Canadian freelancers turn to the US market to secure higher-paying gigs
This post is the tenth in a series called “E-Lancer Writes,” exploring the working conditions, rights and collective organizing strategies of freelance journalists, interns and other low-wage or temporary digital media workers.
By Errol Salamon
When Canadian-based freelancer Katherine O’Brien started working as a web content and blog writer, she hadn’t made a conscious decision to publish with US companies to make a decent living.
Yet for over a year and a half, O’Brien has written mostly for companies south of the Canadian border, specializing in senior care, health and aging. O’Brien said it’s possible to make a decent living in Canada as long as it’s doing corporate work, but she has found it easier to get gigs in the US, given her specialty.
“When I started, I thought I’d be doing a lot of work with Toronto companies, thinking it would be an advantage that I was based in Toronto. I think it still could be an advantage to live in a market like Toronto where there are publications and you could meet or network with people,” O’Brien said in a recent interview. “But I get the majority of my business through email prospecting, not face-to-face networking, so it doesn’t seem to really matter where I live.”
It may not work for everyone, she said, but email prospecting has been her saving grace because she has found significantly more US companies in her field of specialization.
“Plus you get paid so much more in US funds. That’s a real bonus working in the US,” she said. “Some of the places I’ve worked at in Canada set the rates and they weren’t great. I’m doing better financially with what I’m doing now in the US.”
While digital communications have made it easier for Canadian freelancers like O’Brien to find clients outside of the country, writing for Canadian companies also has its advantages, said Aaron Broverman, a Canadian-based freelancer who writes for both US and Canadian publications.
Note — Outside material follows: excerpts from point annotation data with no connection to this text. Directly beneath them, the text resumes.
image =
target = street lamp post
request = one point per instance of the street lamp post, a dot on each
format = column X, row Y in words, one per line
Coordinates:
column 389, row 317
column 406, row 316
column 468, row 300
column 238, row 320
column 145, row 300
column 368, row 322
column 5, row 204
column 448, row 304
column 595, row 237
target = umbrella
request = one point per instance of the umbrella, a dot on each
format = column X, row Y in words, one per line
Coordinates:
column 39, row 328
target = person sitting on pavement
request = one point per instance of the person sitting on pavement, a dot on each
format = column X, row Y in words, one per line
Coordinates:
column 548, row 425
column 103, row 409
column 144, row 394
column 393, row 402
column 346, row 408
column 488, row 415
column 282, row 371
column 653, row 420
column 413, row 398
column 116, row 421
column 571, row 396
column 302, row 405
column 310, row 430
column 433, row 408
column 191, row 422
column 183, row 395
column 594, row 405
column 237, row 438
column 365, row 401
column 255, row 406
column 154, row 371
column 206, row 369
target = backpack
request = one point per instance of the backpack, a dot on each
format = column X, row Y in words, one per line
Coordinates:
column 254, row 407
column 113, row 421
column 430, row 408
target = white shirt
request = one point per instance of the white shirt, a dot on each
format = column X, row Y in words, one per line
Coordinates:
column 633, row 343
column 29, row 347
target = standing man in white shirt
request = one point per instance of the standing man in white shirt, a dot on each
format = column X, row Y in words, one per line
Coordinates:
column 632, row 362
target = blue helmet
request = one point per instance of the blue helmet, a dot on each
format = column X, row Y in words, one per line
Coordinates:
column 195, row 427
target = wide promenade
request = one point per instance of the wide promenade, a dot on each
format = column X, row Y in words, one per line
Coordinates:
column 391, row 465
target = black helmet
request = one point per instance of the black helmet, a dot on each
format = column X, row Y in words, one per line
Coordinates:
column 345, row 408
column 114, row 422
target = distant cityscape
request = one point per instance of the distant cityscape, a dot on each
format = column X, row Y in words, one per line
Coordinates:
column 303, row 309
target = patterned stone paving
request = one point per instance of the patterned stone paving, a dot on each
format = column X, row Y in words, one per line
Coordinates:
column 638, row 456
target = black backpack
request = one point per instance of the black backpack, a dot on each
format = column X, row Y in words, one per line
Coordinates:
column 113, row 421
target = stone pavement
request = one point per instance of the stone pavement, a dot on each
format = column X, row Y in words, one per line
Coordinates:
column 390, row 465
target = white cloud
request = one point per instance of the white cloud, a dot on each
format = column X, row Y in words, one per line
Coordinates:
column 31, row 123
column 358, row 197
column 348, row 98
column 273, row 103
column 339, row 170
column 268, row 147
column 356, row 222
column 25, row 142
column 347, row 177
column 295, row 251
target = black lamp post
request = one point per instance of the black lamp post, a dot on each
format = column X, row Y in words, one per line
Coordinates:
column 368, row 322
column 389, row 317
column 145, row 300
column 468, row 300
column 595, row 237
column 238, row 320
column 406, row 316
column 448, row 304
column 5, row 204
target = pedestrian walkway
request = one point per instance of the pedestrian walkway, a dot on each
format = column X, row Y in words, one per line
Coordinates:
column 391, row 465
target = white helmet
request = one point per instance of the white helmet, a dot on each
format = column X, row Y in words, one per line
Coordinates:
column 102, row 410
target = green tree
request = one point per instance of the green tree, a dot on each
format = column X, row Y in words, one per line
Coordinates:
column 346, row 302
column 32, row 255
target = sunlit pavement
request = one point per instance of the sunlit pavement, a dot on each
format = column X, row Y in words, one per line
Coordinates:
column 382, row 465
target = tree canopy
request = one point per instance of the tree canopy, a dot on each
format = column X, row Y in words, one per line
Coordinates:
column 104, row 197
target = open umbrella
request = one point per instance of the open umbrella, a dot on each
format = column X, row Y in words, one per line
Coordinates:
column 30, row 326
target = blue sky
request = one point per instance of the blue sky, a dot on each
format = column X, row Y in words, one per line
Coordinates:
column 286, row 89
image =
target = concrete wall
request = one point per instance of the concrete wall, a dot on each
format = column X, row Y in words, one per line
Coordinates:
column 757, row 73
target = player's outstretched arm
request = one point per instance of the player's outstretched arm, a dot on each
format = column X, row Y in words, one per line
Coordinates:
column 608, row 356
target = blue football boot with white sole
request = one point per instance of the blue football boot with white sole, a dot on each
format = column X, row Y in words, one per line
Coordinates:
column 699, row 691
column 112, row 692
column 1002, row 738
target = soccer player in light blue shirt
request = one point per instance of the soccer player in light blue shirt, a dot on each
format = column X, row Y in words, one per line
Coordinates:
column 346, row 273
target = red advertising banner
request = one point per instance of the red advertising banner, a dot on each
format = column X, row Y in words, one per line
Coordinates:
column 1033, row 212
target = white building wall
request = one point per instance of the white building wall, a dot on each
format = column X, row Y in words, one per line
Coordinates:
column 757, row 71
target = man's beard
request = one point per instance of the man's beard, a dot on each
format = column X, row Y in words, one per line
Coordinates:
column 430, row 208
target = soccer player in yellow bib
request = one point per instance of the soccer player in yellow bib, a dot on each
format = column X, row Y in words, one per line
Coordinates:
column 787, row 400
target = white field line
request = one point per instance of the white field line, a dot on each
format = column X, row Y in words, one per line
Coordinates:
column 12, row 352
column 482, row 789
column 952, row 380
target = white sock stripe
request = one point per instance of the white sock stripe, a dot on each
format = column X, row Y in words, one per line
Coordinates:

“The community is smaller and everybody knows each other, so chances are good that you’ll be working with that person again, and they usually bring you back, or remember you or hire you for something else,” he said in an interview. “It’s just nice to represent the home team for Canadian publications.”
However, Broverman agrees that US companies generally pay better than Canadian ones.
“US companies seem to value the work a little bit more,” he said. “Whereas with Canadian publications, there’s always the story of ‘I don’t know where we’re going to get the funding.’”
Broverman also said he sometimes gets paid more writing for a US site than he does writing for the Canadian version of that site, such as CreditCards.com US and CreditCards.com Canada. Like other freelancers interviewed for this post, he speculated that the lower rates are a result of the smaller Canadian magazine market.
“When I write for the American site, I get a dollar a word US, but when I write for the Canadian site, I get only $350 US per article,” he said.
However, like some Canadian publications, not all US companies pay freelancers decently and some pay nothing, said Canadian-based freelancer Leslie Garrett, who also writes mostly for US companies. With 20 years of experience, Garrett targets employers she knows pay well, regardless of the side of the border the publications are on.
“I place a value on my work and those are the publications that I seek out,” she said in an interview. “I think that when writers give their work away, it devalues that work and we all end up being hurt by it.”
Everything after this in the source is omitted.